In his written answer on 17 October 2012, the Minister for Welfare Reform at the DWP, Lord Freud, replied:
Department for Work and Pensions post opening is performed as part of a contract for office services that was awarded to Balfour Beatty Workplace (BBW), which went live on 1 March 2007. The contract was let in line with European Union procurement legislation and offers significant cost savings and efficiencies over the previous arrangements.
Under the contract, Balfour Beatty Workplace’s service delivery model uses Royal Mail as a subcontractor to open DWP and ATOS post at Royal Mail opening units and to deliver opened and pre-sorted post to offices.
Both Royal Mail and Balfour Beatty Workplace are bound by confidentiality agreements, including the Official Secrets Act, which include the specification that all mail will be processed in adherence to security requirements specified by DWP security specialists. These security requirements are incorporated within the agreed contract documents that all Royal Mail and Balfour Beatty Workplace employees have signed. Processes are also in place to pursue disciplinary proceedings against any employees from breaching these obligations. Balfour Beatty Workplace, as the lead contractor, audit the Royal Mail to ensure compliance and DWP Security have the right to further audit both Balfour Beatty Workplace and the Royal Mail.
As you will be aware, the Data Protection Act 1998-the Act-states that individual’s have a right to know the extent to which organisations process their personal data. We publish a guidance note on DWP’s internet site www.dwp.gov.uk called “DWP-your-personal-information”, which describes how we will use personal data. Section 7(2) of the Act sets out that organisation such as DWP must provide information to the claimant on how we process and handle their personal information. We are obliged to supply this information only when asked for it in writing and we are allowed to charge a fee for this information, although our usual policy is not to charge for this. As such we have not breached this provision of the Act through not specifically informing the claimant that our post-opening operations are contracted out to a private company when the claimant originally provided us with information.
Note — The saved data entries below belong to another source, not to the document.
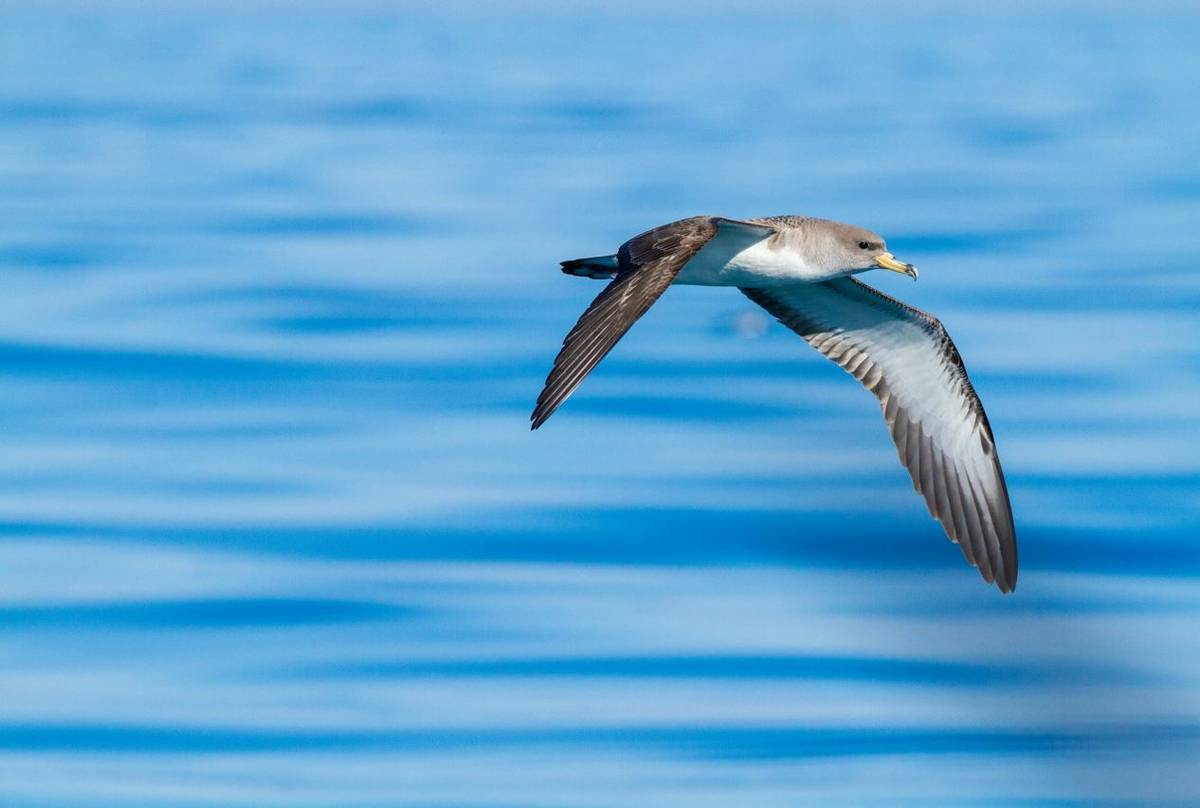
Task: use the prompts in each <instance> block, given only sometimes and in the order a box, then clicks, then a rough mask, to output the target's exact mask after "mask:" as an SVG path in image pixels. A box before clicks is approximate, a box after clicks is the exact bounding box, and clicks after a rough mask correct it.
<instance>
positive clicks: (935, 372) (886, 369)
mask: <svg viewBox="0 0 1200 808" xmlns="http://www.w3.org/2000/svg"><path fill="white" fill-rule="evenodd" d="M878 268H882V269H888V270H892V271H894V273H902V274H905V275H908V276H911V277H912V279H913V280H916V279H917V268H916V267H913V265H912V264H906V263H902V262H900V261H898V259H896V258H895V256H893V255H892V253H890V252H888V250H887V245H886V244H884V243H883V239H882V238H880V237H878V235H877V234H876V233H872V232H870V231H865V229H863V228H860V227H853V226H851V225H842V223H840V222H832V221H827V220H823V219H810V217H805V216H769V217H766V219H748V220H734V219H722V217H720V216H694V217H691V219H684V220H680V221H678V222H672V223H670V225H664V226H661V227H655V228H654V229H650V231H647V232H646V233H642V234H641V235H636V237H634V238H632V239H630V240H629V241H626V243H625V244H623V245H620V250H618V251H617V253H616V255H612V256H598V257H594V258H577V259H575V261H564V262H563V271H564V273H566V274H569V275H578V276H582V277H594V279H604V280H611V281H612V282H611V283H608V286H606V287H605V289H604V292H601V293H600V294H599V297H596V299H595V300H594V301H593V303H592V305H590V306H588V310H587V311H584V312H583V316H582V317H580V321H578V322H577V323H576V324H575V328H572V329H571V331H570V333H569V334H568V335H566V339H565V340H564V341H563V348H562V351H559V352H558V357H557V358H556V359H554V367H553V370H551V372H550V376H548V377H547V378H546V387H545V389H542V391H541V395H540V396H538V405H536V406H535V407H534V411H533V415H532V420H533V429H538V427H539V426H541V425H542V424H544V423H545V421H546V419H547V418H550V417H551V414H553V412H554V411H556V409H558V407H559V406H560V405H562V403H563V401H565V400H566V397H568V396H569V395H571V393H574V391H575V388H577V387H578V385H580V383H581V382H582V381H583V378H584V377H586V376H587V375H588V373H589V372H590V371H592V369H593V367H595V366H596V365H598V364H599V363H600V360H601V359H604V357H605V355H606V354H607V353H608V351H611V349H612V347H613V346H614V345H616V343H617V341H618V340H619V339H620V337H622V336H623V335H624V334H625V331H628V330H629V327H630V325H632V324H634V323H635V322H636V321H637V318H638V317H641V316H642V315H643V313H646V310H648V309H649V307H650V305H653V304H654V301H655V300H658V299H659V295H661V294H662V292H665V291H666V288H667V287H668V286H671V285H672V283H688V285H695V286H736V287H738V288H739V289H740V291H742V293H743V294H745V295H746V297H748V298H750V299H751V300H754V301H755V303H757V304H758V305H760V306H762V307H763V309H766V310H767V311H768V312H770V313H772V315H774V316H775V317H776V318H779V321H780V322H781V323H782V324H784V325H786V327H787V328H790V329H792V330H793V331H796V333H797V334H799V335H800V336H802V337H804V340H805V341H806V342H808V343H809V345H811V346H812V347H814V348H816V349H817V351H820V352H821V353H823V354H824V355H826V357H828V358H829V359H832V360H833V361H835V363H838V364H839V365H841V367H842V369H845V370H846V371H847V372H848V373H851V375H852V376H853V377H854V378H857V379H858V381H859V382H860V383H862V384H863V387H865V388H866V389H868V390H870V391H871V393H874V394H875V396H876V397H877V399H878V400H880V407H881V408H882V411H883V419H884V420H886V421H887V424H888V430H889V431H890V432H892V439H893V441H895V444H896V449H898V451H899V454H900V462H901V463H904V466H905V467H906V468H907V469H908V474H910V475H911V477H912V481H913V486H914V487H916V489H917V491H918V492H919V493H920V495H922V496H924V497H925V504H928V505H929V513H930V514H932V515H934V516H935V517H936V519H937V520H938V521H941V522H942V526H943V527H944V528H946V533H947V534H948V535H949V538H950V539H952V540H953V541H956V543H958V544H959V546H960V547H961V549H962V555H964V556H966V559H967V562H970V563H972V564H974V565H976V567H978V568H979V571H980V573H982V574H983V576H984V579H985V580H988V581H989V582H995V583H996V586H998V587H1000V589H1001V591H1002V592H1010V591H1012V589H1013V588H1014V587H1015V586H1016V534H1015V532H1014V528H1013V511H1012V508H1010V505H1009V502H1008V489H1007V486H1006V484H1004V474H1003V472H1002V471H1001V468H1000V457H998V456H997V455H996V443H995V439H994V438H992V435H991V427H990V425H989V424H988V415H986V414H985V413H984V411H983V403H982V402H980V401H979V396H978V395H976V391H974V388H973V387H972V385H971V379H968V378H967V371H966V367H964V366H962V359H961V358H960V357H959V352H958V349H956V348H955V347H954V343H953V342H952V341H950V337H949V335H948V334H947V333H946V329H944V328H943V327H942V324H941V323H940V322H938V321H937V318H935V317H932V316H930V315H926V313H925V312H923V311H919V310H917V309H913V307H912V306H908V305H905V304H902V303H900V301H899V300H896V299H895V298H892V297H889V295H887V294H883V293H882V292H880V291H877V289H875V288H872V287H870V286H868V285H865V283H863V282H860V281H858V280H856V279H854V277H853V275H856V274H858V273H863V271H866V270H869V269H878Z"/></svg>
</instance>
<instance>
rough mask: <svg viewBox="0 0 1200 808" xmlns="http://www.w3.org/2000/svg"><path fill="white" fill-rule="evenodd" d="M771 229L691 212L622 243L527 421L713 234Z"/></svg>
mask: <svg viewBox="0 0 1200 808" xmlns="http://www.w3.org/2000/svg"><path fill="white" fill-rule="evenodd" d="M774 232H775V228H774V227H772V226H768V225H757V223H754V222H743V221H738V220H733V219H721V217H720V216H692V217H691V219H683V220H680V221H678V222H671V223H670V225H662V226H661V227H655V228H654V229H652V231H647V232H644V233H642V234H641V235H636V237H634V238H632V239H630V240H629V241H626V243H625V244H623V245H622V247H620V251H619V252H618V253H617V277H616V279H613V281H612V282H611V283H610V285H608V286H606V287H605V289H604V292H601V293H600V294H599V297H596V299H595V300H593V301H592V305H590V306H588V310H587V311H584V312H583V316H582V317H580V321H578V322H577V323H576V324H575V328H572V329H571V331H570V333H569V334H568V335H566V339H565V340H563V348H562V349H560V351H559V352H558V357H556V358H554V366H553V369H552V370H551V371H550V376H548V377H546V385H545V387H544V388H542V390H541V395H539V396H538V403H536V406H535V407H534V411H533V415H530V420H532V421H533V429H538V427H539V426H541V425H542V424H544V423H545V421H546V419H547V418H550V417H551V415H552V414H553V413H554V411H556V409H558V407H559V406H560V405H562V403H563V402H564V401H566V397H568V396H569V395H571V394H572V393H574V391H575V388H577V387H578V385H580V383H581V382H583V379H584V377H586V376H587V375H588V373H590V372H592V369H593V367H595V366H596V365H599V364H600V360H601V359H604V358H605V357H606V355H607V353H608V352H610V351H612V347H613V346H614V345H617V341H618V340H620V337H623V336H624V335H625V331H628V330H629V328H630V327H631V325H632V324H634V323H636V322H637V319H638V318H640V317H641V316H642V315H644V313H646V312H647V310H648V309H649V307H650V306H652V305H654V301H655V300H658V299H659V297H661V294H662V293H664V292H665V291H666V288H667V287H668V286H671V282H672V281H673V280H674V277H676V275H678V274H679V270H680V269H683V267H684V264H686V263H688V262H689V261H691V258H692V256H695V255H696V253H697V252H700V251H701V250H702V249H703V247H704V245H707V244H708V243H709V241H710V240H713V239H714V238H715V237H716V235H718V234H727V235H733V237H737V239H738V240H739V241H744V240H746V239H750V240H757V239H764V238H767V237H768V235H770V234H772V233H774Z"/></svg>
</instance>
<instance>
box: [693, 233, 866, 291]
mask: <svg viewBox="0 0 1200 808" xmlns="http://www.w3.org/2000/svg"><path fill="white" fill-rule="evenodd" d="M842 274H845V273H841V271H834V273H830V271H829V270H828V269H824V268H821V267H814V265H811V264H810V263H809V262H808V261H806V259H805V257H804V255H802V253H800V252H799V251H798V250H794V249H791V246H790V245H787V244H782V245H780V244H779V243H778V241H776V240H775V239H769V238H767V239H758V240H755V241H750V243H748V240H746V239H742V240H737V239H733V238H730V237H726V235H724V234H722V233H718V234H716V237H714V238H713V239H712V240H710V241H709V243H708V244H706V245H704V247H703V249H702V250H701V251H700V252H697V253H696V255H695V256H694V257H692V259H691V261H689V262H688V263H686V264H684V268H683V269H682V270H680V271H679V275H677V276H676V280H674V282H676V283H685V285H689V286H742V287H748V288H754V287H760V288H761V287H770V286H779V285H781V283H796V282H797V281H802V282H803V281H808V282H816V281H826V280H829V279H830V277H836V276H839V275H842Z"/></svg>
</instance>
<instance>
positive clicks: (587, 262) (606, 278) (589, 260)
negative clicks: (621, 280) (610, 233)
mask: <svg viewBox="0 0 1200 808" xmlns="http://www.w3.org/2000/svg"><path fill="white" fill-rule="evenodd" d="M563 271H564V273H566V274H568V275H575V276H577V277H594V279H596V280H604V281H610V280H612V279H613V277H616V276H617V256H595V257H594V258H575V259H574V261H564V262H563Z"/></svg>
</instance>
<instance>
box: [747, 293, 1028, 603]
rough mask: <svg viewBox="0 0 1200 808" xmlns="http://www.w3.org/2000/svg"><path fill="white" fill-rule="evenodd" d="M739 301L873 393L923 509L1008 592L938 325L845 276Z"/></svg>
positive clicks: (963, 388) (995, 520) (984, 469)
mask: <svg viewBox="0 0 1200 808" xmlns="http://www.w3.org/2000/svg"><path fill="white" fill-rule="evenodd" d="M742 292H744V293H745V295H746V297H748V298H750V299H751V300H754V301H755V303H757V304H758V305H760V306H762V307H763V309H766V310H767V311H769V312H770V313H772V315H774V316H775V317H778V318H779V321H780V322H781V323H784V324H785V325H787V327H788V328H790V329H792V330H793V331H796V333H797V334H799V335H800V336H803V337H804V339H805V340H806V341H808V343H809V345H811V346H812V347H814V348H816V349H817V351H820V352H821V353H823V354H824V355H826V357H828V358H829V359H832V360H833V361H835V363H838V364H839V365H841V367H842V369H845V370H846V371H847V372H850V373H851V375H852V376H853V377H854V378H857V379H858V381H859V382H862V384H863V385H864V387H865V388H866V389H868V390H870V391H871V393H874V394H875V396H876V397H877V399H878V400H880V406H881V407H882V409H883V418H884V420H887V423H888V430H889V431H890V432H892V438H893V439H894V441H895V444H896V449H898V451H899V453H900V462H902V463H904V465H905V467H907V469H908V474H910V475H911V477H912V481H913V486H914V487H916V489H917V491H918V492H919V493H922V495H923V496H924V497H925V503H926V504H928V505H929V511H930V513H931V514H932V515H934V516H935V517H936V519H937V520H938V521H941V522H942V526H943V527H944V528H946V532H947V534H949V537H950V539H953V540H954V541H958V544H959V545H960V546H961V549H962V555H964V556H966V559H967V561H968V562H970V563H972V564H974V565H976V567H978V568H979V571H980V573H982V574H983V576H984V579H986V580H988V581H995V583H996V585H997V586H998V587H1000V588H1001V591H1002V592H1009V591H1012V589H1013V588H1014V587H1015V586H1016V534H1015V531H1014V527H1013V511H1012V507H1010V505H1009V502H1008V489H1007V486H1006V484H1004V473H1003V472H1002V471H1001V468H1000V457H998V456H997V455H996V444H995V441H994V439H992V435H991V426H990V425H989V424H988V415H986V414H985V413H984V411H983V403H982V402H980V401H979V396H978V395H976V391H974V388H973V387H972V385H971V379H968V378H967V371H966V367H964V365H962V359H961V358H960V357H959V352H958V349H956V348H955V347H954V343H953V342H952V341H950V337H949V335H948V334H947V333H946V329H944V328H943V327H942V324H941V323H940V322H938V321H937V319H936V318H934V317H931V316H929V315H926V313H925V312H923V311H919V310H917V309H913V307H912V306H907V305H905V304H902V303H900V301H899V300H896V299H894V298H890V297H888V295H886V294H883V293H882V292H878V291H876V289H874V288H871V287H870V286H866V285H865V283H862V282H859V281H856V280H854V279H852V277H844V279H836V280H833V281H826V282H823V283H798V285H794V286H788V287H774V288H769V289H742Z"/></svg>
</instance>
The Act also sets out eight data protection principles that DWP must comply with in order to process information lawfully. DWP complies at all times with the data protection principles.
In order to operate effectively and efficiently, the Act allows organisations such as the DWP to make arrangements with third parties such as the Royal Mail to process personal information on its behalf. To do this, the Act requires an organisation to comply with the seventh principle of data protection, which stipulates:
“Appropriate technical and organisational measures shall be taken against the unauthorised or unlawful processing of personal data and against accidental loss or destruction of, or damage to, personal data”.
To comply with the seventh principle, the DWP has put in place robust contractual arrangements so that any processing of personal data is performed in accordance with the Act and on the DWP’s instructions. In addition the security measures in place are more than adequate to ensure that we have in place “appropriate technical measures” to prevent unlawful processing of personal data.
The DWP is lawfully entitled to process personal information without prior consent and uses trusted contractors to ensure that it has complied with the relevant provisions of the Act.
I trust this is a helpful clarification of the issues you raised.